This must be satire, surely?
On LinkedIn, 'thought leaders' are continually re-inventing themselves as experts in The Next Big Thing, prognosticating about how The Next Big thing should be applied to whatever random things they can think of. Jeff Sutherland seems to think a mashup of 'AI' and Scrum development would be a good idea. I couldn't tell whether his post was satire, or whether it was inspired by some mind-altering substances.
If Scrum team is ten times faster than a dysfunctional team and AI makes teams go four times faster, then when both use AI the Scrum team with still be be 10 times faster than the dysfunctional AI team. Actually, what I am teaching today is not only for developers to use AI to generate 80% of the code and be five times faster. [...] But it you make the AI a developer on the team you will get a synergistic effect, potentially making the team 25 times faster. I am supervising a Ph.D. these right now that is trying to prove this.
As someone with a decade of actual software engineering experience, I'm confident in saying that Sutherland described is exactly what the industry doesn't want. The 'synergistic' effect would actually result in substandard software, with potentially unmanageable technical debt, that's delivered far beyond any reasonable deadline.
Over that decade, I've seen software being delivered months, and sometimes years, later than it otherwise would have been, because of the excessive amount of overhead and disruption that Scrum entails. The most obvious reason for this is meetings are very disruptive in software development, and one meeting can wreck productivity for an entire morning or afternoon, which then means a Scrum team might have roughly half the capacity of a team that's simply working off a Kanban board.

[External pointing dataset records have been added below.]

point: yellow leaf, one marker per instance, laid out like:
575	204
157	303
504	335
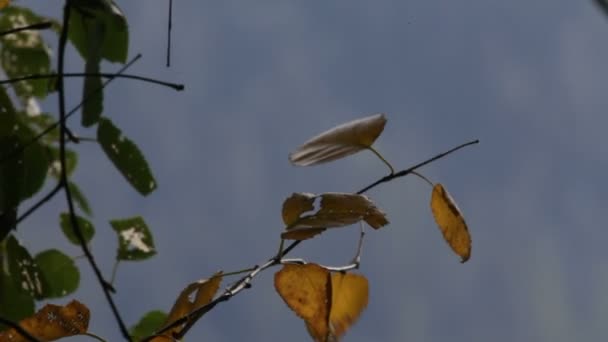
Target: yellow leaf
451	222
329	303
202	292
336	210
52	322
296	205
305	290
340	141
349	299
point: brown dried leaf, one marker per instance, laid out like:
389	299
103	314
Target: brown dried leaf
305	289
329	303
349	298
336	210
340	141
451	222
52	322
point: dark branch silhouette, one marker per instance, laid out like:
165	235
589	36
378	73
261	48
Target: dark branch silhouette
245	282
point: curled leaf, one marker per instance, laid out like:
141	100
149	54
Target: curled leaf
329	303
349	298
340	141
52	322
451	222
336	210
304	288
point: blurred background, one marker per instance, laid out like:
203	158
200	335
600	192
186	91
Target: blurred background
527	78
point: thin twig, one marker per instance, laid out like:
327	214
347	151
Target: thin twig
105	286
169	27
41	202
69	114
37	26
176	86
19	330
245	282
405	172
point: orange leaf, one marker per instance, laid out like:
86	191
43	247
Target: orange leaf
348	300
305	289
205	289
52	322
451	222
329	303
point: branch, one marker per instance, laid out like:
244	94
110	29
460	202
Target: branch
245	282
37	26
41	202
414	168
176	86
19	329
105	286
69	114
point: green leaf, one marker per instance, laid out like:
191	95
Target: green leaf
71	160
60	275
23	269
148	324
126	156
80	199
89	14
135	241
26	47
15	304
86	228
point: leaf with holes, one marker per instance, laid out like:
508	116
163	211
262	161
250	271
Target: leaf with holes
103	15
52	322
126	156
59	273
135	240
26	47
340	141
336	210
451	222
86	227
15	302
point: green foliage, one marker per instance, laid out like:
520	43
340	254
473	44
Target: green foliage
85	226
126	156
148	324
28	48
60	275
135	241
23	269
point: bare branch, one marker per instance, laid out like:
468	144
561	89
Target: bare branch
176	86
37	26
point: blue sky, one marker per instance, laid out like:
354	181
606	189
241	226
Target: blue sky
527	78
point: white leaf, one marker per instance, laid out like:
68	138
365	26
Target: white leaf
340	141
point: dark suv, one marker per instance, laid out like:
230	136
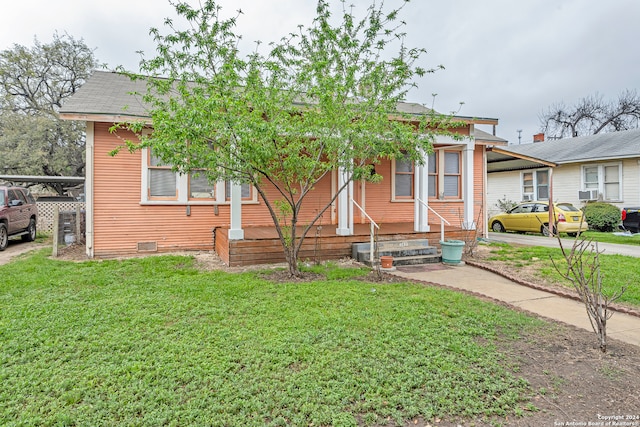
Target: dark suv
18	213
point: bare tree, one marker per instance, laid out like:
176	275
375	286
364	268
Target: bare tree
34	82
592	115
583	271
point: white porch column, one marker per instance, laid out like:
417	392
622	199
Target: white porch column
236	232
345	205
421	191
88	188
467	185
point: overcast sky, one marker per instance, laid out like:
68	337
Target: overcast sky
505	59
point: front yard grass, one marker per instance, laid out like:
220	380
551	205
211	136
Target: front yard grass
616	270
598	236
154	341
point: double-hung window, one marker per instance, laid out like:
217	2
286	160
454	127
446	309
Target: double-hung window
444	169
161	185
452	175
162	181
404	176
535	185
246	191
199	186
605	178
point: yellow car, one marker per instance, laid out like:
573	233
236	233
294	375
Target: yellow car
534	217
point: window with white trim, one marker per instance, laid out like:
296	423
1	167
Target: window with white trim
444	169
160	185
199	186
432	182
162	181
535	185
404	176
246	191
605	178
452	175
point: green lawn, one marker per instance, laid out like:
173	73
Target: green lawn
149	342
616	270
598	236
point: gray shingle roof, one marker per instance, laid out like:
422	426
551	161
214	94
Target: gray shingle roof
112	94
107	93
614	145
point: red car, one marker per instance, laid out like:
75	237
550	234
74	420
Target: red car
18	215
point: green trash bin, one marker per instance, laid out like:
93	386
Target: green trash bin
452	251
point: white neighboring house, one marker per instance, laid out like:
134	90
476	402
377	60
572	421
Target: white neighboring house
603	167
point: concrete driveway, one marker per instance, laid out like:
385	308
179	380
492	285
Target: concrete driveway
552	242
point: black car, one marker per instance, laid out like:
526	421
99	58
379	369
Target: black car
18	215
631	219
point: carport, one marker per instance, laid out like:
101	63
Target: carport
501	159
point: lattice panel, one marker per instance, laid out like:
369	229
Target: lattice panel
46	209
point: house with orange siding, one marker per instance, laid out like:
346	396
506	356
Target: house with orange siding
136	205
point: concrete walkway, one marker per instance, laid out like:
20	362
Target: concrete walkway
621	326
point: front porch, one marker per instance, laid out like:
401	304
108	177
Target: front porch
262	246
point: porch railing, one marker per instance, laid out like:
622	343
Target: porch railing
372	233
442	220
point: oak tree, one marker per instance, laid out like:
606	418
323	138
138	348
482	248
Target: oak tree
592	115
34	82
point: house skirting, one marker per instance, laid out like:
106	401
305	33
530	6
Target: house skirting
262	246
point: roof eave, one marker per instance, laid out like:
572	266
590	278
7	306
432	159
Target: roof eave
103	117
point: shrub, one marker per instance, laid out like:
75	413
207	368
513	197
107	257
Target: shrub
602	216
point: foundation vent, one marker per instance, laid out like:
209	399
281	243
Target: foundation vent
147	246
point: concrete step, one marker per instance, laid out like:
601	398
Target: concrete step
404	252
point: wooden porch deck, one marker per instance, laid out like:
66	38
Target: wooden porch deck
262	246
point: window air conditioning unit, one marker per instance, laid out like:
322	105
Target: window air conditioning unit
587	195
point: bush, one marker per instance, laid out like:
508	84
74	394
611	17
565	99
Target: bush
602	216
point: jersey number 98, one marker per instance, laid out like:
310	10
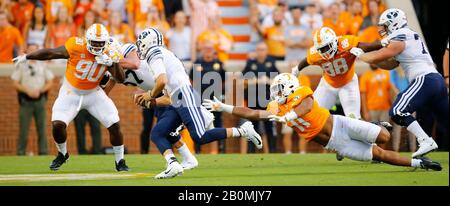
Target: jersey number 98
339	66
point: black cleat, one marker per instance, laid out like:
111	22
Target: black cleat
427	164
339	157
121	166
58	161
386	125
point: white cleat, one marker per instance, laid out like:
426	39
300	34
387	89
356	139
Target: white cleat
425	147
251	134
173	169
189	164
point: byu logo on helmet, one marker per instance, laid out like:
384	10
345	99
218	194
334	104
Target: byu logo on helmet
148	39
391	20
283	85
325	42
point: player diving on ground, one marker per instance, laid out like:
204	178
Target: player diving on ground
139	75
295	106
185	103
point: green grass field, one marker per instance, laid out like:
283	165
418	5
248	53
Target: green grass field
229	169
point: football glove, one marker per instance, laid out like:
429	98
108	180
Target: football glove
356	51
20	59
275	118
217	106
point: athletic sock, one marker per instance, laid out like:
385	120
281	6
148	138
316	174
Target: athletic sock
185	152
415	162
237	132
62	148
118	152
415	128
170	158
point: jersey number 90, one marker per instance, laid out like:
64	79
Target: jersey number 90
85	70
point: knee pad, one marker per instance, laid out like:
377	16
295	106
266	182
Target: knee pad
173	138
403	119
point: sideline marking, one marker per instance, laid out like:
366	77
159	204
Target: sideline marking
80	176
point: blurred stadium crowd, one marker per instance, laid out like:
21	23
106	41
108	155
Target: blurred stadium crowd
198	31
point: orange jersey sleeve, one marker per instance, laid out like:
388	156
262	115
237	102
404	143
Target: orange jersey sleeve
304	80
82	71
310	124
339	70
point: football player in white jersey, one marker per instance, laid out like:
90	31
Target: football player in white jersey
139	75
170	76
427	90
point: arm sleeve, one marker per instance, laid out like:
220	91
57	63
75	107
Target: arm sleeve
105	79
154	54
362	83
16	74
70	44
48	74
18	40
127	48
300	95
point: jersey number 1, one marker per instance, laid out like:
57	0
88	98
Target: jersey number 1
86	70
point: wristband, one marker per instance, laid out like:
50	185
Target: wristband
152	102
227	108
292	115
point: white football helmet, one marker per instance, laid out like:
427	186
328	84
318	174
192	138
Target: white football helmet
114	49
391	20
148	39
325	42
282	86
96	39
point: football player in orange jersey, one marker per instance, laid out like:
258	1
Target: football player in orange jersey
332	54
295	106
86	64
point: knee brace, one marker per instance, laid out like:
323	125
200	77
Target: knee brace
403	119
59	131
160	140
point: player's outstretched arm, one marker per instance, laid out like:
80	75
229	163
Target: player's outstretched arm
131	61
301	109
393	49
43	54
296	70
48	54
368	47
117	72
243	112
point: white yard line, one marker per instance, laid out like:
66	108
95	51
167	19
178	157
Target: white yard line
81	176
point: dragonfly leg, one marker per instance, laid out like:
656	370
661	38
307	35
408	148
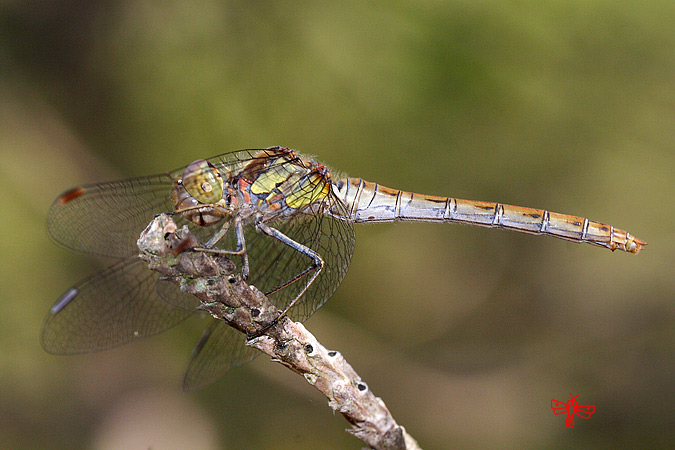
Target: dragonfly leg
241	245
316	266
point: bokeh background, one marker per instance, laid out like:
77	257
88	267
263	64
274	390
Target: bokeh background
466	333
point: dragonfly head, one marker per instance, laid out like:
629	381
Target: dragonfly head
198	195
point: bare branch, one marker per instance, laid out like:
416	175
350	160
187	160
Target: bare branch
211	277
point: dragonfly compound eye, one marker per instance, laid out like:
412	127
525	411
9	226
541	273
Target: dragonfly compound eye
203	181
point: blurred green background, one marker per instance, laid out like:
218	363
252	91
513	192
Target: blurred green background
466	333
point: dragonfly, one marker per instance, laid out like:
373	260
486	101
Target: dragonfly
285	220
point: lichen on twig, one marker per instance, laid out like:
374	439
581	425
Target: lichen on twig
212	278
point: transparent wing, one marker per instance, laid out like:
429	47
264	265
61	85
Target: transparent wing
108	309
220	349
106	219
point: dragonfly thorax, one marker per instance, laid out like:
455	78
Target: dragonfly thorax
201	195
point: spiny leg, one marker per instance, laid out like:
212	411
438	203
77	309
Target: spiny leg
317	265
241	245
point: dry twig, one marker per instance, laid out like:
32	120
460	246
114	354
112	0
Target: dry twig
211	278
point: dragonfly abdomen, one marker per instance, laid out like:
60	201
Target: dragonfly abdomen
370	202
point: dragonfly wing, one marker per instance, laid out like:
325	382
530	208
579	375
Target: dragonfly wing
108	309
220	349
107	218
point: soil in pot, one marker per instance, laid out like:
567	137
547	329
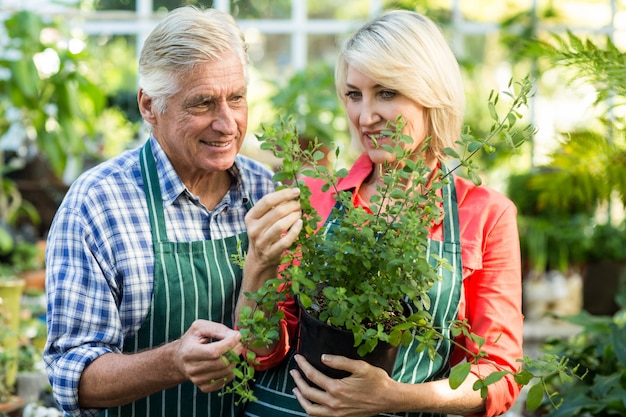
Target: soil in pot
316	338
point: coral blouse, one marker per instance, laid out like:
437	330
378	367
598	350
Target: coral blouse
492	287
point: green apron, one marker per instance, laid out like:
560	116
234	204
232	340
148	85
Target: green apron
192	280
274	387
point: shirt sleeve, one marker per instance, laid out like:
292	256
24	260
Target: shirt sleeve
492	298
82	318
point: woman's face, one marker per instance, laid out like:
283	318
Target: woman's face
370	106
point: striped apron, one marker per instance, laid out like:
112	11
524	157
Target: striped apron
274	386
192	280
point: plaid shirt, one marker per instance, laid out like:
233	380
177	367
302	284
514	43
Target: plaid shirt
100	259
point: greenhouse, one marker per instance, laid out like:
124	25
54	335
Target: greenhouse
90	115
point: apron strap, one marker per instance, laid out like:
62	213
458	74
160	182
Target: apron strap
153	193
451	229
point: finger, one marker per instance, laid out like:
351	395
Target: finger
271	200
342	363
310	408
312	375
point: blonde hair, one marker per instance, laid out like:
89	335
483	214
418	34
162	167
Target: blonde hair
186	37
407	52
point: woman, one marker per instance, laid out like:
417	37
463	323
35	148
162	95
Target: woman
400	65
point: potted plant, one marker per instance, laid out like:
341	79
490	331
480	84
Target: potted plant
10	293
357	279
600	349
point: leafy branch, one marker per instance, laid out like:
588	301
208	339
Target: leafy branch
356	274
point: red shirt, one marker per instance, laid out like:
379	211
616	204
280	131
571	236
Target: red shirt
492	285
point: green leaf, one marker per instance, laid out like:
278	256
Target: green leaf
534	397
495	377
458	374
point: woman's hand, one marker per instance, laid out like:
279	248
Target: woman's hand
365	393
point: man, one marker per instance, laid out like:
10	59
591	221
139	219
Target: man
141	289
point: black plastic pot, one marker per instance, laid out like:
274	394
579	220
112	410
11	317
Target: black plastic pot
316	338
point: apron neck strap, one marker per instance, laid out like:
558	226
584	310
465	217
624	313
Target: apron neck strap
153	193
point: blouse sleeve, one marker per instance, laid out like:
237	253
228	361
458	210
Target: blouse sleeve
492	301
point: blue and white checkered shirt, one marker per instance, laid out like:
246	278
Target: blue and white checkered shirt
100	259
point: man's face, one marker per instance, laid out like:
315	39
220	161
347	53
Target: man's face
204	124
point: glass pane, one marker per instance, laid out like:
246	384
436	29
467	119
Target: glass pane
323	48
269	54
261	9
341	10
116	5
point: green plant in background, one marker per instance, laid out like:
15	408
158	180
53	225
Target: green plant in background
47	99
316	112
600	349
340	279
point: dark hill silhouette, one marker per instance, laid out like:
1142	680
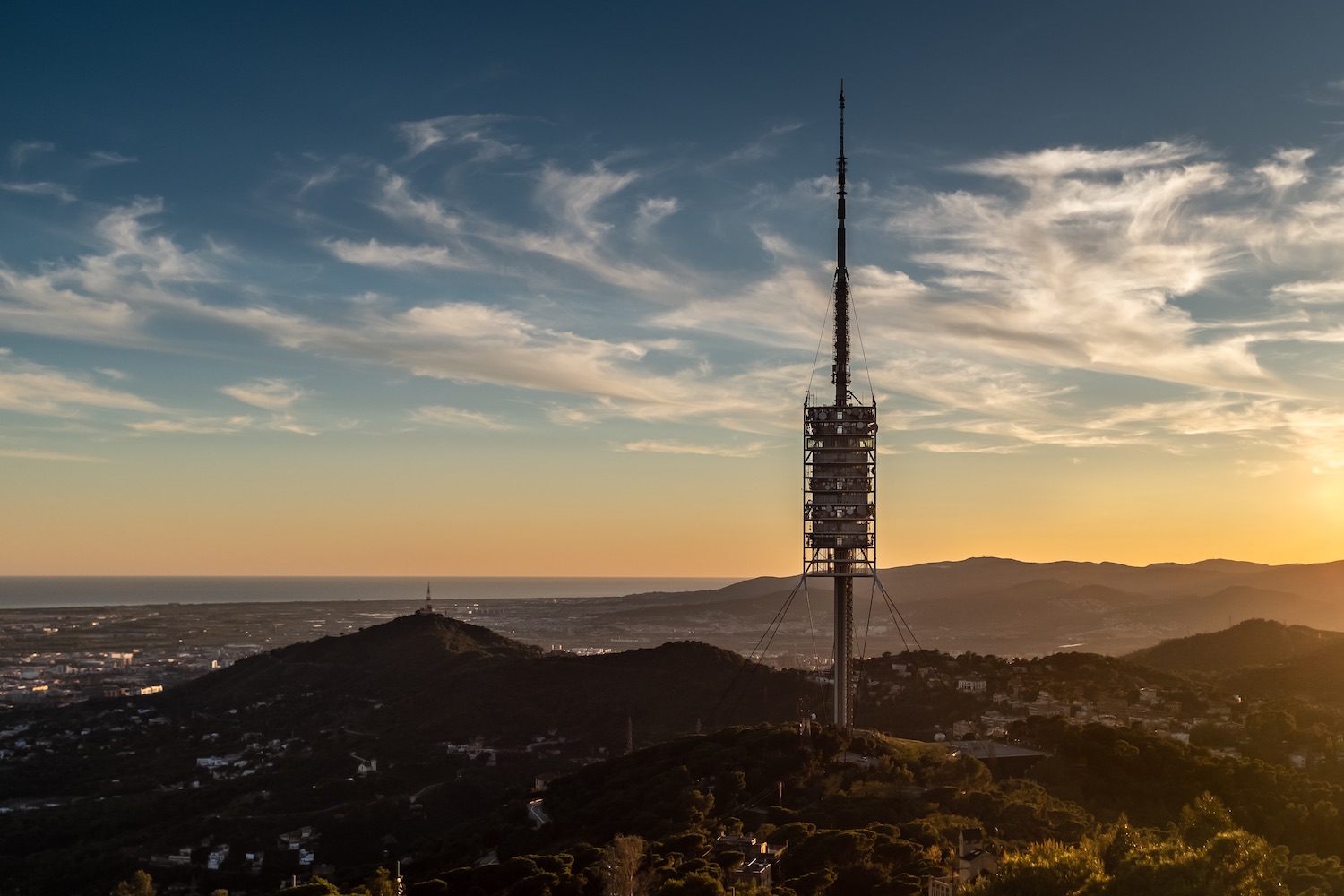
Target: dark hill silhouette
1254	642
430	677
1012	606
1314	676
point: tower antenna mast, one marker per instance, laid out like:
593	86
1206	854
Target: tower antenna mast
840	477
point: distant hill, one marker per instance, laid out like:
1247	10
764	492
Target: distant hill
1312	676
1015	607
433	677
1254	642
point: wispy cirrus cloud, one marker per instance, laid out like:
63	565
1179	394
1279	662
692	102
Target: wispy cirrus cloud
37	389
375	254
204	425
445	416
38	188
104	158
1078	266
38	454
23	150
266	394
765	147
475	132
658	446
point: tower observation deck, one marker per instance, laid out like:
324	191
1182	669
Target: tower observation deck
840	478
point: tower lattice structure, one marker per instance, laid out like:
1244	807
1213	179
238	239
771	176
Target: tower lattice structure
840	478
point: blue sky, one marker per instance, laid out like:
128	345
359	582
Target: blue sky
440	288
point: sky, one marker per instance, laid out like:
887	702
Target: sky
539	289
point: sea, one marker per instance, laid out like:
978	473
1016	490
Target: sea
108	591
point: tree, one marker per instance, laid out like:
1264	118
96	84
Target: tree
140	884
621	864
1047	868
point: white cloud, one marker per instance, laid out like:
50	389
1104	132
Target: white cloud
38	188
102	158
34	389
475	132
754	449
195	425
37	454
375	254
765	147
1287	169
268	394
22	150
444	416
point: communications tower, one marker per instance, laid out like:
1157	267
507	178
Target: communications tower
840	478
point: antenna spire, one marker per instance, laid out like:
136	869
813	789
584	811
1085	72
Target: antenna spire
840	373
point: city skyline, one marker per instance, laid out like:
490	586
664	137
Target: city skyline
332	289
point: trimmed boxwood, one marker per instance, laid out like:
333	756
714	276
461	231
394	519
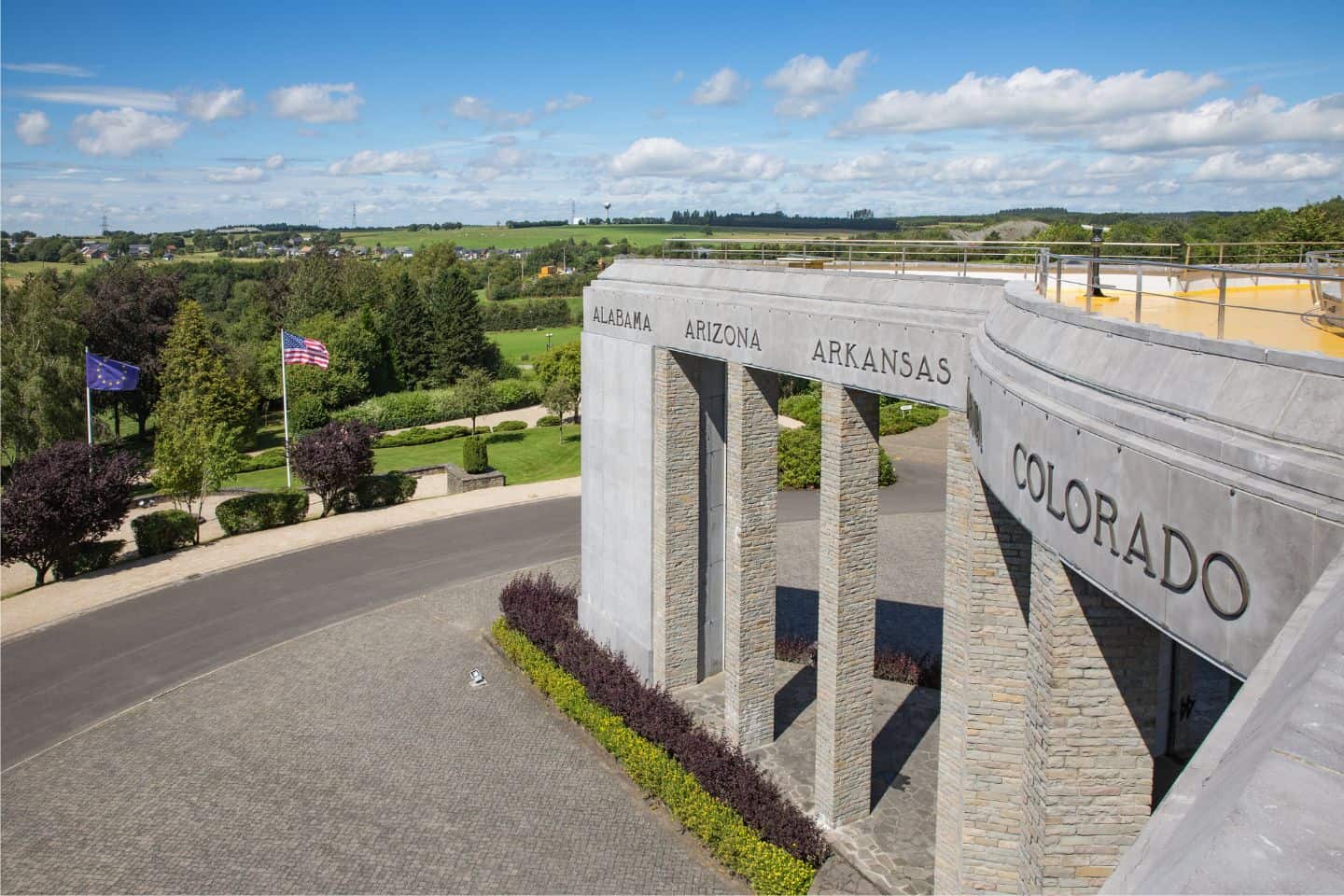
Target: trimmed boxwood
384	491
547	614
262	511
733	841
420	436
475	455
86	558
162	531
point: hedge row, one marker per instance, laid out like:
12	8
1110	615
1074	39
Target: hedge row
767	868
162	531
400	410
262	511
525	315
547	611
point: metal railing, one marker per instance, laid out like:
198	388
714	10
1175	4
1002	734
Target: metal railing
891	256
1057	268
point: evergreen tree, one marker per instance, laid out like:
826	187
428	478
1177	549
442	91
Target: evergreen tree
40	367
196	385
460	336
412	333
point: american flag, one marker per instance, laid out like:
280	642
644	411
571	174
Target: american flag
304	351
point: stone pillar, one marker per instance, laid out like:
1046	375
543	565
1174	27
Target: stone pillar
1092	727
677	517
848	593
987	587
751	486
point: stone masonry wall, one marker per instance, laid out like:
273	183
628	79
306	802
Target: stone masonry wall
847	606
984	684
677	517
753	430
1092	725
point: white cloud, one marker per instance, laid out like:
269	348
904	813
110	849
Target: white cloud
1123	165
568	101
112	97
49	69
1274	167
34	128
722	89
806	83
1029	100
668	158
477	109
316	104
238	175
369	161
1254	119
213	105
124	132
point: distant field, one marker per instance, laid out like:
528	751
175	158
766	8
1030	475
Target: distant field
515	344
15	272
528	237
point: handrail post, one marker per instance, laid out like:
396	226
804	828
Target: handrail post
1222	302
1139	293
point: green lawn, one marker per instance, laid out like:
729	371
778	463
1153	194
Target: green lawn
515	344
528	455
528	237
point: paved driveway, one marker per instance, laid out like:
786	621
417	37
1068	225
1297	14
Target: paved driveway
353	759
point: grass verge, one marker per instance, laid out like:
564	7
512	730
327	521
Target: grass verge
766	867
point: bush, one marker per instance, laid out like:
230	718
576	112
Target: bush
420	436
475	455
511	394
268	459
307	413
381	491
800	461
546	613
88	556
729	835
162	531
262	511
800	458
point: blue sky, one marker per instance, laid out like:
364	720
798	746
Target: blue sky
187	116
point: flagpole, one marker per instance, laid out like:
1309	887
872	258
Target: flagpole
88	398
284	391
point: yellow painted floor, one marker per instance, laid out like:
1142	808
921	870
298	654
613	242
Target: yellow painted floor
1190	315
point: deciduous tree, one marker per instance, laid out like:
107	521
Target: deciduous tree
332	459
61	497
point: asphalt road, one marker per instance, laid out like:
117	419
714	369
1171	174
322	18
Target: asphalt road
73	675
63	679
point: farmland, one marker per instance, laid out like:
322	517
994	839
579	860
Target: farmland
528	237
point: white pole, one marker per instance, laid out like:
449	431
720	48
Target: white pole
284	391
88	398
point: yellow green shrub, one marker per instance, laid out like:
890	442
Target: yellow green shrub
766	867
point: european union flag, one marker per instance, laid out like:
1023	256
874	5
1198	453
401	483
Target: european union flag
105	375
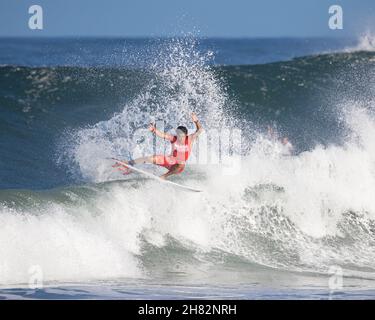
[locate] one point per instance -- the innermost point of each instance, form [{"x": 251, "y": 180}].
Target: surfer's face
[{"x": 180, "y": 134}]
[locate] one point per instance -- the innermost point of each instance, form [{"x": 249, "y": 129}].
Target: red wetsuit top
[{"x": 180, "y": 154}]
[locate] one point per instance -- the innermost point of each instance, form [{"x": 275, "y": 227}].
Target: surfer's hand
[
  {"x": 194, "y": 117},
  {"x": 152, "y": 127}
]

Another problem is that Scrum's unhealthy fixation on 'sprints', 'velocity', 'accountability' and daily status updates makes it an unsustainable method of working, and we end up with a high turnover of developers through burnout. This, in turn, degrades the quality of long-term support for whatever software is being produced.
What about 'AI'? I've posted about this before, after my colleagues and I experimented with it and discussed its possible uses as a tool. There are reasons I won't use ChatGPT, or somesuch, to generate my code. Or perhaps I would, for disposable bits of JavaScript. ChatGPT can generate roughly what a junior software developer would produce, and the results can be marginally better when we're specific in what we ask. No software engineer, however, would use AI-generated code without review or a heavy amount of refactoring.